Last night’s antics included putting her feet on the piano. Twice.

This is NOT, btw, our kid trying to show us that she doesn’t want to do piano. She loves piano, she loves her teacher, she practices spontaneously and joyfully, etc. Was she tired last night? Sure! Was she also just seeing if her teacher would put an end to her hijinks? Absolutely. Did her teacher put an end to the hijinks? Not effectively.

You see, L is cute. She is tiny for her age and has great big anime-like eyes and a charming disposition and is generally advanced. She’s like a cartoon character of a “gifted kid”. Everyone loves her. We don’t leave the house without people commenting on/to her, and generally they’re right. She is kind and cute and funny and spunky.

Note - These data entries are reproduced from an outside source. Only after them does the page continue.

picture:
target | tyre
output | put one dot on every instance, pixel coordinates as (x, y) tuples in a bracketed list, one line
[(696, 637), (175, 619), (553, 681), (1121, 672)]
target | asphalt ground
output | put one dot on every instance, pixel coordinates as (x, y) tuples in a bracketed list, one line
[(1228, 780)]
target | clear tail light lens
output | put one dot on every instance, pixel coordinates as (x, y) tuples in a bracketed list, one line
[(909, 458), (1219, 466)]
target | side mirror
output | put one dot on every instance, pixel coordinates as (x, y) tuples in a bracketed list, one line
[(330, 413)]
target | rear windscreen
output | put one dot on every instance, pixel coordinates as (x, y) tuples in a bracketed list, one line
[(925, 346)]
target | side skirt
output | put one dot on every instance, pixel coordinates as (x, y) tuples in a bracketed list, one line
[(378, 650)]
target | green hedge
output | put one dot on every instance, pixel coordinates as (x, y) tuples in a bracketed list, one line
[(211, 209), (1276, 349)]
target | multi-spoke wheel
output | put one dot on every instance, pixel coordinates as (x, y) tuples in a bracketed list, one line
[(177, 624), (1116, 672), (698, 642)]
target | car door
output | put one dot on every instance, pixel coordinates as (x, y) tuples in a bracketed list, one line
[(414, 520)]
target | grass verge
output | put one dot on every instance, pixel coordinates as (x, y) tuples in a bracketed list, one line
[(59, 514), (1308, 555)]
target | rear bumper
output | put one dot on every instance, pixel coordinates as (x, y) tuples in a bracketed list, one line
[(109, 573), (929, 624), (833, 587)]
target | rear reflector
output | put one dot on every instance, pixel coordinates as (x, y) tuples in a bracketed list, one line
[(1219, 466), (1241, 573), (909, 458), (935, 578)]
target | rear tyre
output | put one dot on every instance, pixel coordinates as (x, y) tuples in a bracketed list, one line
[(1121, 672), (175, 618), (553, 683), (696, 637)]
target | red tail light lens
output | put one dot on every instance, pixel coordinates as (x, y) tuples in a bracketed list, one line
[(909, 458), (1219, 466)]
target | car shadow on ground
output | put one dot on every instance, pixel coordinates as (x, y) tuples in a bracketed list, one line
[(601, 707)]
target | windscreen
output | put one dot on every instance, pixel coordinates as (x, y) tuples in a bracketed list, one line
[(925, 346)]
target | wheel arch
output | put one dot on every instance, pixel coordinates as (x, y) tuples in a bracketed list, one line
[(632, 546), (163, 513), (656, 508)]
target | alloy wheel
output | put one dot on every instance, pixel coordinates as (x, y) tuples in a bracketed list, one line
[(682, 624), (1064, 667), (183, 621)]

She’s also really strong-willed. Stubborn, in fact. I don’t know where she gets it.

In any case, her piano teacher has fallen into the same trap so many before her have: being afraid to say NO to L. Not a questioning no “Can you please stop that, ok?” or a smiling no to keep it from feeling too harsh. A “Oh hells no!” no that stops L in her tracks and helps her understand that you don’t always get to set the rules.

Since her teacher was unable to set that boundary, we set as an expectation today that L would write an “I’m sorry” song to practice for her teacher at her next lesson. Again, she loves writing songs, so this is a consequence that is very much in line with her gifts and desires.

Except she doesn’t want to. She is tired. She is bored. She can’t think right now. Etc. Etc. Etc.

Unfortunately for L, her mommy and daddy are both pretty good at setting an expectation and sticking to it. Expectation? You will finish writing the song, then you can play.

Today’s homeschool lesson may be on perseverance and consequences. It’s been 2+ hours so far. She seems to be getting it together now (especially since we’ve mentioned that we’re going out to lunch but little girls who haven’t completed their songs will not be eating restaurant food).


Update: The song is finished! Want a laugh? Here it is!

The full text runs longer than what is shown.